新妻独占 一途な御曹司の愛してるがとまらない
 


「先ほど如月さんが仰ったとおり、私は今、With Weddingの系列企業……祖母がお世話になっている病院の近くの企業に務めながら、ひとりで祖母の面倒を見ています」


『桜ちゃんに迷惑をかけて、本当にごめんなさい』

おばあちゃんが倒れた日の翌日。

私は誘いを受けていたデザイン関連の会社を自主的に辞退した。

そして、病院近辺にある今の会社を含めた一般企業を、手当り次第受け続けた。

おばあちゃんが継続して治療を受けるにはそれなりの費用がかかる。

その費用や病院に通う時間を、私はどうにかして確保する必要があったのだ。

だけど私が希望していたデザイン関連の会社は、残業も当たり前な上に、新入社員は雀の涙ほどのお給料しかもらえない。

ボーナスなんて、夢のまた夢。

クリエイター関連の会社ではあまり珍しくはないけれど、有給制度もあやふやで、休日出勤も稀にあり、福利厚生も充実しているとは言えなかった。


『おばあちゃんは謝る必要なんてない。
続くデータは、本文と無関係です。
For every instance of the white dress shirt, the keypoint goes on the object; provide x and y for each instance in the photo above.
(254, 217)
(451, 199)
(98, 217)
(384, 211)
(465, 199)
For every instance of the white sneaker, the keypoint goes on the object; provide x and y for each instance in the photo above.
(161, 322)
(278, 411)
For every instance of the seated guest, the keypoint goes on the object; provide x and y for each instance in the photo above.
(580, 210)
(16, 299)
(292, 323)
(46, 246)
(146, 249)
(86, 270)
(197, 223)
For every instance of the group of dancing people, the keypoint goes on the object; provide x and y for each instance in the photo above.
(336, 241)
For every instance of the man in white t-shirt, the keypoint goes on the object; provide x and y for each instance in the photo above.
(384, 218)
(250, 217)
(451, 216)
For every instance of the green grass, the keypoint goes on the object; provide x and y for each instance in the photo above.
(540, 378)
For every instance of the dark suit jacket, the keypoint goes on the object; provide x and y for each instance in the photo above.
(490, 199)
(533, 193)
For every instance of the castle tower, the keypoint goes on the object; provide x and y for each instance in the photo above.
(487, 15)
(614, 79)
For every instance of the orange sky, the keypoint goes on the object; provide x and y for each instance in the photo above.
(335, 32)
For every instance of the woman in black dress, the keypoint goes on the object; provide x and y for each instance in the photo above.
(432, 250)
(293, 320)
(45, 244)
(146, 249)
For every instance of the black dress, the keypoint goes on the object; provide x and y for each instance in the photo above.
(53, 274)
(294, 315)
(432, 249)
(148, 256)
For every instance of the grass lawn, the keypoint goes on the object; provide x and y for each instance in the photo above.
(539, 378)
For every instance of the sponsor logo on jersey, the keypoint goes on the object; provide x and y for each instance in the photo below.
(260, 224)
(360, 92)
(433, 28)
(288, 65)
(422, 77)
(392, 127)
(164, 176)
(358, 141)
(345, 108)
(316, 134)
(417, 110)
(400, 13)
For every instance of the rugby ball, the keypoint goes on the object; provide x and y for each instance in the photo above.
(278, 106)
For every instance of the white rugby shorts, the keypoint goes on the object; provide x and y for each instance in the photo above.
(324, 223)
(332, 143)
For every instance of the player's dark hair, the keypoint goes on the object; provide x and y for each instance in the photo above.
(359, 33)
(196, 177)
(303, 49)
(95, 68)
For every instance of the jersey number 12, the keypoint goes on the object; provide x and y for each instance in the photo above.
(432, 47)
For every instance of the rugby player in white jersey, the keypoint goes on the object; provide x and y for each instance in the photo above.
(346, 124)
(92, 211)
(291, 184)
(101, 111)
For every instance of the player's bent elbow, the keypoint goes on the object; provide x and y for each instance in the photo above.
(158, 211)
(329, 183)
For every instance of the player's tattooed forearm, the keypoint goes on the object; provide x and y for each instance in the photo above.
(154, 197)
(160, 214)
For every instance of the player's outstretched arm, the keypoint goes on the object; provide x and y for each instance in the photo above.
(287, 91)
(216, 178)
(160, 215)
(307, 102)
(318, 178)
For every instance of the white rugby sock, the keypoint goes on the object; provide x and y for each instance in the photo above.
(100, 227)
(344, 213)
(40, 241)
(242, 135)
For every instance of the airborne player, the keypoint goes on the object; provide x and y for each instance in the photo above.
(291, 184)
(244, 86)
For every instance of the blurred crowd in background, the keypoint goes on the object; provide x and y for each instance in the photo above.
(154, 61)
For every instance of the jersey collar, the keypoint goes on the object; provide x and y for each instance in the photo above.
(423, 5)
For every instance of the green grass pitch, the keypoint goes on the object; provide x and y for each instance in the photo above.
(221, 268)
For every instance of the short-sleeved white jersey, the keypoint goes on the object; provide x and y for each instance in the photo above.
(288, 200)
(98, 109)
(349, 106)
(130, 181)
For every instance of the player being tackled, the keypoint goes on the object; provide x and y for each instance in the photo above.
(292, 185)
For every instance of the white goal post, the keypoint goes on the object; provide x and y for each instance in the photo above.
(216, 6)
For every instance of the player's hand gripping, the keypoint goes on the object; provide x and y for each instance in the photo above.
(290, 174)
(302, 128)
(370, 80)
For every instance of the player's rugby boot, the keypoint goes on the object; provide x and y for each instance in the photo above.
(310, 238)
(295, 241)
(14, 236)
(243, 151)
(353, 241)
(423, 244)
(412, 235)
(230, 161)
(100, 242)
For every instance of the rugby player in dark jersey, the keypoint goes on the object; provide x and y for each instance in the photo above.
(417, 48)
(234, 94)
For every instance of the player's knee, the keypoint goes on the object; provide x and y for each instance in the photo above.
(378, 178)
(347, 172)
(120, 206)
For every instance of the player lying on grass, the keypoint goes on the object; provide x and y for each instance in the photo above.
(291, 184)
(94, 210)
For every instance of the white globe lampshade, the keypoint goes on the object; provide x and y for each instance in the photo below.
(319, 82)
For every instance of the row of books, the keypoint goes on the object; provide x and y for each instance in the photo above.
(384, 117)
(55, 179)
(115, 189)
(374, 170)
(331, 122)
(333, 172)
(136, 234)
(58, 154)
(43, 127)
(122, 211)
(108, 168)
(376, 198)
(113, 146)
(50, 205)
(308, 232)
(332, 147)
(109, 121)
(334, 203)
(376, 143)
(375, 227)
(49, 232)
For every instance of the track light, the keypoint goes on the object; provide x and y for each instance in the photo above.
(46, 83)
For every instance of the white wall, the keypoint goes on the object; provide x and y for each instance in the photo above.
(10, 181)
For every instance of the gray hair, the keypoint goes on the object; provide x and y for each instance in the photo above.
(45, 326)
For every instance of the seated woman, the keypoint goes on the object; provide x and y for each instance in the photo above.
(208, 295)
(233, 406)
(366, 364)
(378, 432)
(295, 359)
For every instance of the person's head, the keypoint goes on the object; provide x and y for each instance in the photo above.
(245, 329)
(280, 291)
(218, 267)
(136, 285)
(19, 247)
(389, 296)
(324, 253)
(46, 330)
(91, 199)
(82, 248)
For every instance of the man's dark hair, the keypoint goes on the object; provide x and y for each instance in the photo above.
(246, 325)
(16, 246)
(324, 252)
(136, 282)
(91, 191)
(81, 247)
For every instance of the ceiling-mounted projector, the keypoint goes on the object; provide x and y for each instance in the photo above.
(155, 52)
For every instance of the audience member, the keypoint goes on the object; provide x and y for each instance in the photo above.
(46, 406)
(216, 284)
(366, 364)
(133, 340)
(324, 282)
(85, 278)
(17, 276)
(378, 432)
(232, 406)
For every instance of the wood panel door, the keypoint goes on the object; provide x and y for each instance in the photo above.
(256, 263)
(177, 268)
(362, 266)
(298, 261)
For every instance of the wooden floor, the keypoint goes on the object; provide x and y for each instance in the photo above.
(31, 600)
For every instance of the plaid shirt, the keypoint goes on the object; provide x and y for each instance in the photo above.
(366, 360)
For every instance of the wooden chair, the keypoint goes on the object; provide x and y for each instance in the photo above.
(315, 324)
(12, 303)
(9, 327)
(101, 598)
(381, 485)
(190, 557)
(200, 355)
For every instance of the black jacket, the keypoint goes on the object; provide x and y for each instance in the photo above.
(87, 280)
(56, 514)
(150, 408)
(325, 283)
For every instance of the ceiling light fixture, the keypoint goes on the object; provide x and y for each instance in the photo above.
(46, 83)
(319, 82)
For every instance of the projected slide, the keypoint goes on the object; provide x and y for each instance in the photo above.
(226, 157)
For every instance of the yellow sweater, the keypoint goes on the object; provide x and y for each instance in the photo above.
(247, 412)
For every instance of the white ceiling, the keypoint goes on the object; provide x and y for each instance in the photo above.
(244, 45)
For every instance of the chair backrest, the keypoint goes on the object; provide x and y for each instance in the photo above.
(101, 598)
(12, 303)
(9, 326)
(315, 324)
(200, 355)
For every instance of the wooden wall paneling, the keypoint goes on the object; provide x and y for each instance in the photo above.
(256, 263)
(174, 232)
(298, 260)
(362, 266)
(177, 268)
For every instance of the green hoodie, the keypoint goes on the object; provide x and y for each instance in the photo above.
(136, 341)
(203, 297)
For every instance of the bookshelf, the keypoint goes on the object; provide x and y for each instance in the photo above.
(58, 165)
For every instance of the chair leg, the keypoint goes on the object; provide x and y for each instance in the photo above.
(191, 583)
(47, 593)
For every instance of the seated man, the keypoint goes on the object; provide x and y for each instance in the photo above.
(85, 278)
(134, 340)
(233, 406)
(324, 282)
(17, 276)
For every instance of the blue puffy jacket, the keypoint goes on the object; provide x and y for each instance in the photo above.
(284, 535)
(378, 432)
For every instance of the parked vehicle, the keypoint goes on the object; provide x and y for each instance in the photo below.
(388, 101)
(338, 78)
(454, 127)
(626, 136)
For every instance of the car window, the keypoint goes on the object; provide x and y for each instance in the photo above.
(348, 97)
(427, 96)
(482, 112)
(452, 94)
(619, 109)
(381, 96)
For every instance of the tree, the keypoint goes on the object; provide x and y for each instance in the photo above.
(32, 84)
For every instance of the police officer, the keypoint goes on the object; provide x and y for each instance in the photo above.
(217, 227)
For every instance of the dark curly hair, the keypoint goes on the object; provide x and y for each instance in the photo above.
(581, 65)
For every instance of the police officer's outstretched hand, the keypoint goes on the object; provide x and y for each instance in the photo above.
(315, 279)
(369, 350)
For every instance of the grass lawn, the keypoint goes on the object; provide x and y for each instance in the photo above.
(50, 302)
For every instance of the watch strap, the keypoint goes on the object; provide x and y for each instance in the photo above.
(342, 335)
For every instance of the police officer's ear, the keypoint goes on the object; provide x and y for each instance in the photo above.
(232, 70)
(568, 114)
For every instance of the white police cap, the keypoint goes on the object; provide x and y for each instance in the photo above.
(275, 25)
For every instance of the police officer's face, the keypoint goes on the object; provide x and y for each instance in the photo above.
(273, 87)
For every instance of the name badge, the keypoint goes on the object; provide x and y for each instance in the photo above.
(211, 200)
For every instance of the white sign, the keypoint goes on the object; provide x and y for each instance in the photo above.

今度は私がおばあちゃんを守るから、おばあちゃんは安心して身体を治すことだけを考えて』


今の会社は、おばあちゃんのケアをしやすいようにと選んだ会社だ。

──桜は、おばあちゃんのために夢を諦めた。

きっと、私を知る誰もがそう思うはずだろう。

だけど今、私はあのときの選択を後悔していない。

だって私は、大好きなおばあちゃんのそばにいられる方法を選んだだけだから。

今度は私がおばあちゃんを支えたい、守るって決めたんだ。

そのためなら夢も希望も、そんなもの全部、無くなっても構わない。

おばあちゃんが笑っていてくれるなら、それだけで十分だ。

だから今ここにある全てが、私の【最善】だと言い切れる。